I also haven’t cross-stitched in at least two months.Work leaves very little time for hobbies and I find myself doing something work-related most hours of the day. If I’m not conjuring up weekly editorial column content, I’m writing day-to-day news articles, trying to edge my way into company gatherings in California, or authoring my own editorial blog over at Engendered Dilemma. I’ve hired a local friend and artist to create an original layout for the site which will be nothing short of fan-fucking-tabulous. Hard launch is estimated for June, but content is rolling in pretty regularly.

I make $0 off of it. It’s mostly an exercise in my editorial review skills in hopes of garnering more responsibilities at my day job and also a place to vent frustrations in gender/sex stereotypes. I also review adult content, so you know, there’s that too. Fortunately, the business connections I’ve been pushing also came in handy for this, as I’ve got myself in with certain publishers who promote my reviews of their material regardless of whether I review it favorably or not!

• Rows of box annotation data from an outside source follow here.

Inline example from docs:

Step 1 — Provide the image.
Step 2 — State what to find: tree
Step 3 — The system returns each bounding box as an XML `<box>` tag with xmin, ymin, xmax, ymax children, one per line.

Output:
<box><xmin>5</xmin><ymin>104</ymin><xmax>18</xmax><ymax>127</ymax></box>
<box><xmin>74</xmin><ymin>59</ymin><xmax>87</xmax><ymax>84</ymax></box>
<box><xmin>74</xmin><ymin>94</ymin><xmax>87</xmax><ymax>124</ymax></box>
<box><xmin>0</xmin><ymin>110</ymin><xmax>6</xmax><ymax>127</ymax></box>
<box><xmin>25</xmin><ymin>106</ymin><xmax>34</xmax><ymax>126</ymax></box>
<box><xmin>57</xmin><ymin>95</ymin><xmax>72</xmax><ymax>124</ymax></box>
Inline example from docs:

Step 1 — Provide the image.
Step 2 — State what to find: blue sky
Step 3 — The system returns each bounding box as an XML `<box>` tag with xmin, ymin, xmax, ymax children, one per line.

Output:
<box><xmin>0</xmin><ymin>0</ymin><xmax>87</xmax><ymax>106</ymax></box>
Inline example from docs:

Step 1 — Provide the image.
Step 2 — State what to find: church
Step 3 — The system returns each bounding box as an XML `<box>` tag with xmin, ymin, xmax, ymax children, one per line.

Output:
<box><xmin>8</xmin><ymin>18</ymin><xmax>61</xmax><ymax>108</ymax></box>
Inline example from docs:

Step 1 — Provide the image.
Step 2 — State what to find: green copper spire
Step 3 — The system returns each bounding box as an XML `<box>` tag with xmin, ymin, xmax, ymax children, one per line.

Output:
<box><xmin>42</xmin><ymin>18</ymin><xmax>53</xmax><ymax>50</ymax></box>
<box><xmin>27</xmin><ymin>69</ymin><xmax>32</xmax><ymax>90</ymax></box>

My personal life is stable in the best way possible. My significant other and I are heading to Seattle for Penny Arcade Expo as a double vacation/two-year anniversary weekend. My son is attending preschool and doing well. My ex is, well, doing what he does. I try to concern myself with it as little as necessary. He may be moving to the West Coast or overseas in the coming months but I’d prefer he maintain his general status as much as possible.

It’s bad enough to hear my 3-year-old say in passing that he’s going to “wait” for him or “go get him.” There’s no emotional resonance there when it’s stated, but it’s enough to break a mother’s heart. Children are honest in that way. On the other side of the coin, out of the blue E. looked at me and my S.O. the other day and said frankly, “Mama and M. belong together.”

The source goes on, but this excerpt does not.